Alors il sortait, la nuit recouvrant peu à peu le ciel de ses ténèbres réconfortantes. Il prenait le temps de sentir sa respiration, d’observer les ombres qui s’effaçaient lentement. Il écoutait le son de chacun de ses pas, perdus dans ses pensées profondes, les mains dans les poches, les yeux rivés au sol. Il entendait les couverts tinter à l’intérieur des caravanes aux fenêtres ouvertes, les odeurs de nourritures qui traversaient le cirque, les rires lointains, ou les disputes insensées.
Il avança jusqu’à l’entrée du cirque, non loin du grand chapiteau rouge et jaune. Jérôme entra tout doucement à l’intérieur, pour rêver du magicien qu’il voulait devenir, et qu’il ne serait pourtant jamais. Il fut étonné lorsqu’il vit qu’une légère lumière pâle éclairait son milieu. Des cordes volantes pendaient là, et quelqu’un valsait dessus. Après plusieurs secondes d’hésitation, il reconnut Kaysha de loin. Elle portait un maillot unique, que les danseuses utilisaient à l’entrainement. Et elle volait, entre ces cordes, comme si ces dernières étaient l’articulation d’elle-même. Son corps musclé se découpait gracieusement dans la lumière. Elle s’emparait des cordes, les enroulant tantôt autour de sa cheville dont le pied était élégamment courbé, tantôt autour de son avant bras. Elle se lâchait ensuite dans le vide, retenue à la dernière minute par la corde qui lui évitait de s’écraser sur le sol. La souplesse dont elle faisait preuve le surpris. Elle ressemblait à une Vénus moderne, dans toute sa féminité. Il ne voyait plus le garçon qu’elle s’efforçait de paraître. Eprit par cette figure magique, Jérôme s’avança vers la lumière bleue pour voir Kaysha de plus près.

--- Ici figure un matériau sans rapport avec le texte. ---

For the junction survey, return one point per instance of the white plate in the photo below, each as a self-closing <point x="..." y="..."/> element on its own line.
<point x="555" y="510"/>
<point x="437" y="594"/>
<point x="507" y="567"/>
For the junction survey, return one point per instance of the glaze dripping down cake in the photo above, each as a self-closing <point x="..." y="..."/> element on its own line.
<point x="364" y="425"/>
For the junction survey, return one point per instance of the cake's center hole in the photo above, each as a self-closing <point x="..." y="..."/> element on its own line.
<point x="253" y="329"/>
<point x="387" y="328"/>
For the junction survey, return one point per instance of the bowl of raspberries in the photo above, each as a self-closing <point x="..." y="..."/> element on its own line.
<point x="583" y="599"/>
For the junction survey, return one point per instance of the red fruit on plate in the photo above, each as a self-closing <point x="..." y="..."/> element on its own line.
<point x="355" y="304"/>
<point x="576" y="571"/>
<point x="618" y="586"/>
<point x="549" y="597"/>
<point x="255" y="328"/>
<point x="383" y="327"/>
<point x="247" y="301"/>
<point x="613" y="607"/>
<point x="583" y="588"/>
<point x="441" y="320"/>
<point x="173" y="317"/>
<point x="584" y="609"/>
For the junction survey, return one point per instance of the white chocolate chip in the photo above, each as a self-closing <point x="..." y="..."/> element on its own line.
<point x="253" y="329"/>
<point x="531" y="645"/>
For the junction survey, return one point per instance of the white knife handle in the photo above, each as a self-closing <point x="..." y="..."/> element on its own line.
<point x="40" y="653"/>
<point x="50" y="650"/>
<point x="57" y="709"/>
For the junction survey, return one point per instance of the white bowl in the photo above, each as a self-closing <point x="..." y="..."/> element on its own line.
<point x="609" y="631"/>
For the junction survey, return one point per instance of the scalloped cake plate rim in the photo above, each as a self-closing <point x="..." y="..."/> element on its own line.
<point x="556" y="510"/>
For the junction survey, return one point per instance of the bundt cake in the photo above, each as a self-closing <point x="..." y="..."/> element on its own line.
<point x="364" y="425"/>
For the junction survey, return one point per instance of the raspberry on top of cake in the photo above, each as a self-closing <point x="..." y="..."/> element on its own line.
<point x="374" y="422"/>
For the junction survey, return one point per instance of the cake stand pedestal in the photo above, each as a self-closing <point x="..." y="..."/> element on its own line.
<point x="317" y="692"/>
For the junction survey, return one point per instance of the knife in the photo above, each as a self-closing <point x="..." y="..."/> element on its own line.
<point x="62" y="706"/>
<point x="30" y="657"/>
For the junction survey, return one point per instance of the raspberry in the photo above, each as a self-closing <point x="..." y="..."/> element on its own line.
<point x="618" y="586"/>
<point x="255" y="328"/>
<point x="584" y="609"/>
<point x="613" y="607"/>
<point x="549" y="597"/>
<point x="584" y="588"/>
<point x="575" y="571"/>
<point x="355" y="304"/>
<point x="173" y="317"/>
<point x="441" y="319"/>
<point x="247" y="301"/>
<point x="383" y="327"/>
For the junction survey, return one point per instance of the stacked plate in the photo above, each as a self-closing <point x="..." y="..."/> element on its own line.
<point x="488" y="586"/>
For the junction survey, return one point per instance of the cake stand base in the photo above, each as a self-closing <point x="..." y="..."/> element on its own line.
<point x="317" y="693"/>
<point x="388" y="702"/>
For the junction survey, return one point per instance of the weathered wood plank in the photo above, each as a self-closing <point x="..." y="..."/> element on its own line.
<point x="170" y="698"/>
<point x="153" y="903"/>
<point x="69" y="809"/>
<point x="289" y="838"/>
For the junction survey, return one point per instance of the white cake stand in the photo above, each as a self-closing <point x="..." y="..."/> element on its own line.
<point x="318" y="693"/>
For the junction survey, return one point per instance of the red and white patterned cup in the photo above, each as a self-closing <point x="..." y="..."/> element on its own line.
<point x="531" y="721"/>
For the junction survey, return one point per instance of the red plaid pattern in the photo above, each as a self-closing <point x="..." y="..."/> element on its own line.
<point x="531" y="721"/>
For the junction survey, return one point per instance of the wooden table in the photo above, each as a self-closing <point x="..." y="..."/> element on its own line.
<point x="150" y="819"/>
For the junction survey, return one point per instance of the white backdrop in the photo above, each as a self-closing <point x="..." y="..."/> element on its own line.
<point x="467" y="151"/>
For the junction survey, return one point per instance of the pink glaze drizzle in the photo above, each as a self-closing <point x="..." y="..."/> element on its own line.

Il s’arrêta juste sous les cordes. Kaysha le remarqua enfin, et dans un élégant élan calculé de tout son corps, elle se laissa tomber juste au dessus de lui. Il tendit les bras vers elle, pendant qu’elle appuyait ses mains sur ses épaules. Il lui attrapa la taille et la fit descendre. Une fois les pieds sur le sol, elle regarda Jérôme quelques instants en reprenant silencieusement son souffle.
- C’était mon secret, dit-elle avec un sourire fatigué.
- C’était magnifique, répondit Jérôme avec une admiration contrôlée.
Kaysha baissa les yeux, gênée comme elle ne l’avait jamais été.
- Pourquoi tu m’as rien dit ?
Elle se désigna en faisant un tour sur elle-même.
- Tu me vois ? Est-ce que c’est ce que t’attendais de Wade ?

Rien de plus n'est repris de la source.